I really like Fuschia Dunlop's writing on food, and her recipes for reproducing authentic dishes. She has a recipe for huhng siu yuhk (red brasied pork belly) that I've been meaning to try for some time. There are some good places to get this dish in Hong Kong, but its also interesting to try cooking these things for yourself. This is one of my favourite Chinese dishes, with beautifully soft cubes of fatty meat that melt in the mouth, and a gloopy black sauce full of a wine and liquorish flavours. Hopefully only by coincidence, this also happened to be Chairman Mao's favourite dish. Like him, it originates from the Hunan district of China.
Fuschia's Introduction
Red-braised pork is a dish that in Hunan is inseparably bound up with the memory of Chairman Mao: many restaurants call it “The Mao Family’s red-braised pork.” Mao Zedong loved it, and insisted his Hunanese chefs cook it for him in Beijing. It’s a robust concoction, best eaten with plain steamed rice and simple stir-fried vegetables; the sweet, aromatic chunks of meat are irresistible.
Ingredients
The first hurdle I met with this dish was acquiring ingredients. I thought I understood the butcher when we discussed the price of the meat. He asked me if I wanted it cut and I decided that it would save hassle to get him to cube it for me. Before I knew it he was hacking away with his cleaver and a big pile of meat was stacked up. He charged me HK $170 and I now have enough pork belly to feed the whole of China. I later also realised that the pieces still had bones in - and had to exercise my own lacklustre cleaver skills to resolve this.
I then went to buy aniseed, which I'd seen so many times walking around Sheung Wan. But for some reason, today it all seemed to have vanished. Not knowing the word, I tried to draw it in various stalls, but the reactions ranged between completely blank looks and one place where they brought out a starfish. Finally I found out the word is 'baat gok' and this sped things up no end. The other ingredients were pretty straightforward. Cinammon from a little India store, and the guy on another stall even gave me the dried chilis for free.
- 1lb of Pork Belly (skin optional)
- 2 tablespoons of peanut oil
- 2 tablespoons of white sugar
- 1 tablespoon of Shaoxing wine
- Fresh ginger - a 3/4 inch piece
- 1 star of anise
- 2 dried red chilis
- A small piece of cassia bark or a cinammon stick
- Light soy sauce
- Salt
- Sugar
- Scallion greens
Steps
- Plunge the pork belly into a pan of boiling water and simmer for 3 or 4 minutes, until partially cooked. Remove and, when cool enough to handle, cut into bite-sized chunks.

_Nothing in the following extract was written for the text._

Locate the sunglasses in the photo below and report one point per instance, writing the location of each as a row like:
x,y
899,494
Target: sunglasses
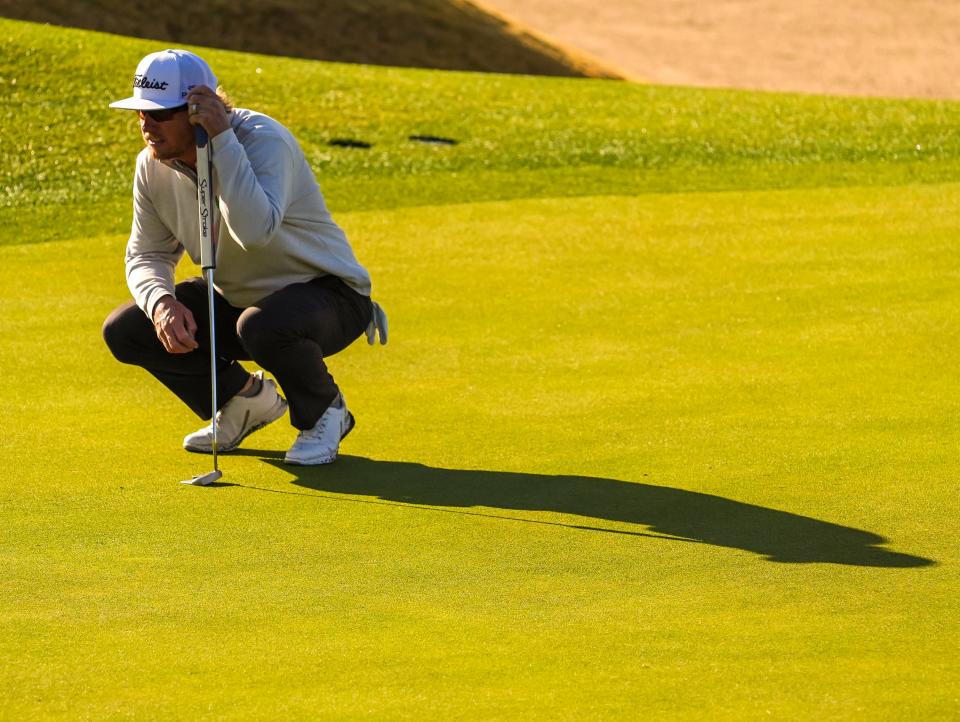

- Heat the oil and white sugar in a wok over a gentle flame until the sugar melts, then raise the heat and stir until the melted sugar turns a rich caramel brown. Add the pork and splash in the Shaoxing wine
- Add enough water to just cover the pork, along with the ginger, star anise, chiles, and cassia. Bring to a boil, then turn down the heat and simmer for 40 to 50 minutes.
- Toward the end of the cooking time, turn up the heat to reduce the sauce, and season with soy sauce, salt, and a little sugar to taste. Add the scallion greens just before serving.
Fuschia's Notes
In Shaoshan, Mao’s home village, cooks traditionally leave the skin intact for maximum succulence, and cut the meat into rather large chunks, perhaps 1 1/2 inches long; I tend to make the pieces a little smaller. This recipe takes its color from caramelized sugar, which gives it a lovely reddish gloss, but many people just use dark soy sauce at home.
Report
Overall, this wasn't a difficult dish to make reasonably well. The only point at which I had slight difficulty was adding the pork to the sugar and oil. I found that the pork made the sugar spit upwards on contact, coating the walls around the stove. Because the pork is slow cooked over a couple of hours, this dish also requires quite a large investment of time. It not hand's on time like risotto, but you do need to be there to check on it now and then. I felt that by the end, the pieces of pork did have a very intense flavour because they had been able to absorb it over such a long period of time.
I'm not sure I got the balance of anise and wine and sugar quite right and might have made it a touch sweeter on I didn't really feel the pork in my version was as soft as it could have been. I'd like to begin with fattier pork, as the fat wasn't that distinctive here. I also might try to cook it even slower if possible, but the burner I used kept going out when left on a really low heat.